DENVER (CN) - The botched execution of convicted murderer Clayton Lockett, which sparked public outrage and halted other executions in Oklahoma, was an “innocent misadventure,” the 10th Circuit ruled.
In a ruling issued Tuesday, a three-judge panel of the 10th Circuit described the 2014 execution as an “isolated mishap” and dismissed a lawsuit Lockett’s estate brought against Oklahoma Gov. Mary Fallin, prison officials and execution team members that asserted several constitutional violations.
“Everyone acknowledges that Lockett suffered during his execution,” Judge Gregory Phillips said in the ruling.
Phillips said that while the appeals court accepted that Lockett’s execution was “unnecessarily prolonged and horribly painful,” it did not constitute a cruel or unusual punishment.
Lockett, convicted of the 1999 killing of 19-year-old Stephanie Neiman, died 43 minutes after being injected with a combination of drugs that had never been used by any state during any execution before.
Witnesses of the execution say Lockett began twitching and convulsing and clenched his teeth in a grimace of pain as he tried to raise himself from the gurney.

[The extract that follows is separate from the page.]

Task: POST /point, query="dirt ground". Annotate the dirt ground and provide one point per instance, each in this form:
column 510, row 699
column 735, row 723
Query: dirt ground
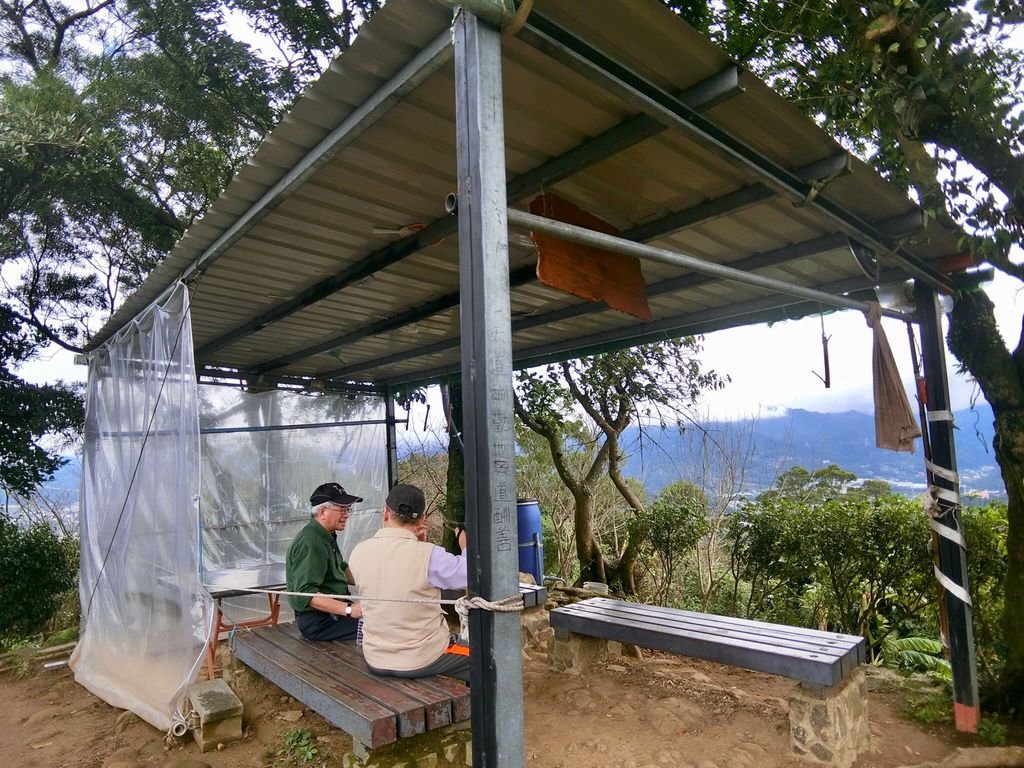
column 658, row 711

Prison officials tried to stop the execution 33 minutes after it began, when they realized the injection vein in Lockett’s groin had collapsed, preventing some of the drugs from entering his bloodstream. They later told state investigators that the execution chamber was a “bloody mess” due to failed attempts to tap a second femoral intravenous line.

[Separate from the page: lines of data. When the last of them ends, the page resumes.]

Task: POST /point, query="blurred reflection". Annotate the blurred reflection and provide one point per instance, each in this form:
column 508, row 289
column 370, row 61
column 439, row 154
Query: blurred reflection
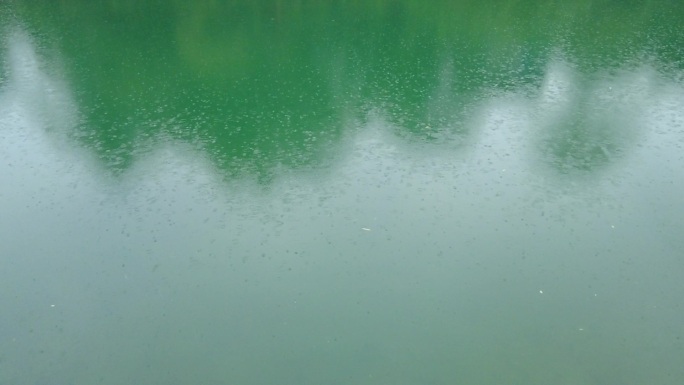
column 259, row 86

A cloth placed over the injection site to shield Lockett’s naked groin from witnesses and out of concern for his “privacy and dignity,” blocked the execution team’s view and was determined to be the “major reason” for problems with the execution, according to the 10th Circuit ruling.
Phillips said in the ruling that the injection problem was “not something designed to cause additional pain” and that those involved in the execution did not violate any clearly established law.
“Simply put, the Eighth Amendment does not require ‘the avoidance of all risk of pain in carrying out executions,’” Phillips said, citing the U.S. Supreme Court’s decision in Baze v. Rees, which upheld the constitutionality of a particular cocktail of drugs used in executions.
The judge wrote, “Here, the amended complaint describes exactly the sort of ‘innocent misadventure’ or ‘isolated mishap’ that the Baze plurality excuses from the definition of cruel and unusual punishment.”
The 10th Circuit upheld the lower court’s decision to dismiss the case brought against Fallin and others, including prison warden Anita Trammell and Oklahoma Department of Corrections Director Robert Patton.
The appeals court agreed that those named in the suit, including the doctor who administered the drug but who is not a government employee, are entitled to “qualified immunity,” which shields public officials from liability when they are “reasonably performing” their public duties.